第124話

文字数 558文字

「ただ、奏多をほんの少し休ませてあげたかったんだ。あだ名とか嫌がらせとか、そんなものは時間がたてばおさまると思った。だけど本人が消えてしまうなんて」

「奏多ちゃん、どこへ行っちゃったの……?」
『どこか見えない場所に隠れているのではないですか?』
「よく探したし、鏡の中に呼びかけてもみたけど、どこにもいないんだ」

 紅霧に視線を走らせると、やはり首を横に振りました。
稜佳の途方にくれたような質問が、ゆっくりとみんなの頭の中を巡ります。
 奏多はどこへ消えたのか……?
 影が自由に歩き回っているため、奏多は鏡に囚われているような状態です。自力で鏡から出ることは出来ません。まして一来や稜佳と違い、奏多の精命の量は多くはないのですから、鏡の中でも動き回るのは難しいはず。

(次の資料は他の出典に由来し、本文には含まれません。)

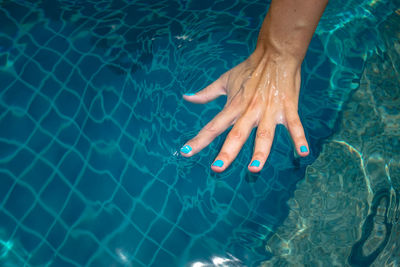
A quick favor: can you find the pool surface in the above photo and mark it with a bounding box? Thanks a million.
[0,0,400,267]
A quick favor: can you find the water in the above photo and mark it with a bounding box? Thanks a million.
[0,0,400,266]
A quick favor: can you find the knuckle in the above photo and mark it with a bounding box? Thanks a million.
[229,129,243,140]
[287,118,303,129]
[203,121,217,134]
[253,151,267,160]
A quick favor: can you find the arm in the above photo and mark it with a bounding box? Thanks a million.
[257,0,328,62]
[181,0,328,172]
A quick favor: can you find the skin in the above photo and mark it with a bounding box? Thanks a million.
[181,0,328,172]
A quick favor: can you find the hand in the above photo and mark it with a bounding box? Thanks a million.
[181,49,309,172]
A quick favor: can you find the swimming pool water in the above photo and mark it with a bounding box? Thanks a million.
[0,0,400,266]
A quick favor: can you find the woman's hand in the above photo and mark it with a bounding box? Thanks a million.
[181,49,309,172]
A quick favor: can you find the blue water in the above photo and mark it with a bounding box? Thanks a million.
[0,0,400,267]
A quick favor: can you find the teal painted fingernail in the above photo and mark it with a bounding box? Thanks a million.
[181,145,192,154]
[250,160,260,167]
[300,146,308,153]
[213,159,224,167]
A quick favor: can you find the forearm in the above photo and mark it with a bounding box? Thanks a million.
[256,0,328,63]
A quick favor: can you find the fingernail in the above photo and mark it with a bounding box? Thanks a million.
[213,159,224,167]
[300,146,308,153]
[250,160,260,167]
[181,145,192,154]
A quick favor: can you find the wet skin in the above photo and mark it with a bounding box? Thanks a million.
[181,0,327,172]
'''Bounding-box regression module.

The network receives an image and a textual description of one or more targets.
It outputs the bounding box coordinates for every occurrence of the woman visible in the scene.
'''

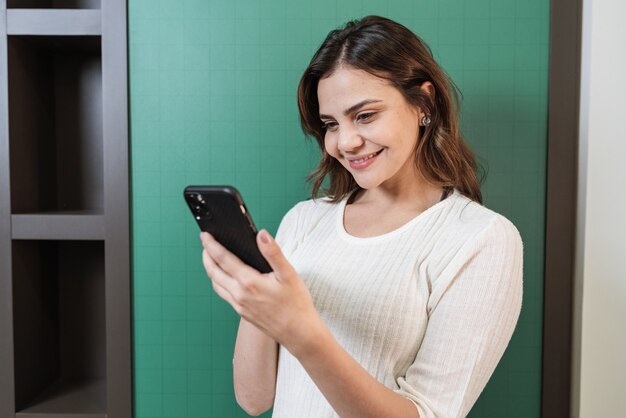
[202,16,522,418]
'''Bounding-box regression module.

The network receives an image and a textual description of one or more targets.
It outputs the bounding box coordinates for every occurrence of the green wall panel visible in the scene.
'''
[129,0,549,418]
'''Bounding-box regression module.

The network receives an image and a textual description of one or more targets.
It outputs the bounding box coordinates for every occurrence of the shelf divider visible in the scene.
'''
[11,212,105,240]
[6,9,102,36]
[15,379,107,418]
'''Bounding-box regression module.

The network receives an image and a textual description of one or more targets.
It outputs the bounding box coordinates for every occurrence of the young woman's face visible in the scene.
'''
[317,67,423,189]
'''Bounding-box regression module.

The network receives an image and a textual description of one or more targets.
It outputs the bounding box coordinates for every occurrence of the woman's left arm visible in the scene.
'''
[201,231,419,418]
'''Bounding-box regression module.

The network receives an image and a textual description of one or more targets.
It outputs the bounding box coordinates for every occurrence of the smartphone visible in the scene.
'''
[183,186,272,273]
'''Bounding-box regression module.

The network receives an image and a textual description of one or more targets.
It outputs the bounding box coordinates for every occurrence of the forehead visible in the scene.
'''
[317,67,403,113]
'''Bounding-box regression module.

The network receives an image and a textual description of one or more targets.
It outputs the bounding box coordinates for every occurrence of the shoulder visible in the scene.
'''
[445,192,521,248]
[277,198,339,242]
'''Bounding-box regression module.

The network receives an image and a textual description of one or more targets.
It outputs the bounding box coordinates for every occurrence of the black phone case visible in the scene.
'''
[184,186,272,273]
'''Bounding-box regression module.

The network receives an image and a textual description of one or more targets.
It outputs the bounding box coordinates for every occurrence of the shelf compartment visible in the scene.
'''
[11,213,104,240]
[12,240,107,416]
[7,0,101,9]
[16,379,107,418]
[7,9,102,36]
[7,36,104,214]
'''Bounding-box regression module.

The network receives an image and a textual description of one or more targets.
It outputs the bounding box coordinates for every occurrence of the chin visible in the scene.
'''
[353,177,381,190]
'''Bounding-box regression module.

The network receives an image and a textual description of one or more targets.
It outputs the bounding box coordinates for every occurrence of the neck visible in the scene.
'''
[354,175,443,211]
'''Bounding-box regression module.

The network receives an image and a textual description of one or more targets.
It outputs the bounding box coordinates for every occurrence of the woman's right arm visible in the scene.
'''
[233,318,278,416]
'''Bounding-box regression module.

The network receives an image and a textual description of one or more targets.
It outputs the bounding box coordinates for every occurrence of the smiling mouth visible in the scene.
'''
[348,150,383,164]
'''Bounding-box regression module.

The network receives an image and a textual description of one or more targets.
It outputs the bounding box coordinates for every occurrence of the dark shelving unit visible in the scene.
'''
[0,0,132,418]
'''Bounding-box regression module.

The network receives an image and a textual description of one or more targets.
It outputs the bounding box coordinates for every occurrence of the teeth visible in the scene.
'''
[352,152,377,164]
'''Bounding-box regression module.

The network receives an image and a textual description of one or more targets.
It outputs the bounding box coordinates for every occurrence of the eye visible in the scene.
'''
[322,120,337,132]
[356,112,375,122]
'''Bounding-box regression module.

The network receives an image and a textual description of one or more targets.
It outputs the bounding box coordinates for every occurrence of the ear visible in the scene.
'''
[418,81,435,121]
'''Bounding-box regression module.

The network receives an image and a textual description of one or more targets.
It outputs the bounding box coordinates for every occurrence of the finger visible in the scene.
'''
[256,229,294,278]
[202,250,239,308]
[200,232,258,279]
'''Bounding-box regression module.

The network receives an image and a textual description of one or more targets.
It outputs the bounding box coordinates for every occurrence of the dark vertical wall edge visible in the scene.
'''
[102,0,132,418]
[542,0,582,418]
[0,0,15,417]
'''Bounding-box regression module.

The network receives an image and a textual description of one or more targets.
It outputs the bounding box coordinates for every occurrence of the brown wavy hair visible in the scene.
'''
[298,16,482,203]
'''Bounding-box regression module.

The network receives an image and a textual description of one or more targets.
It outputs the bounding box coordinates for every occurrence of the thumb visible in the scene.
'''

奏多との絆が切れてしまったのなら、とっくに力をうしなっているはずの奏多の影も、なんとか自力で座っています。

――……奏多の姿はどこにもなく、影もかろうじて精命を受け取ることができている、となると……。

『まさか……! キラルの扉を開けてしまったのですか?』
「そうかもね」

 紅霧が銀細工の鏡を差し出して見せるのももどかしく、その手から奪い取って覗き込みました。

『やはり……』

鏡は外の世界を映し出さず、よく見ると鏡に映し出された部屋の扉が三分の二ほど開いています。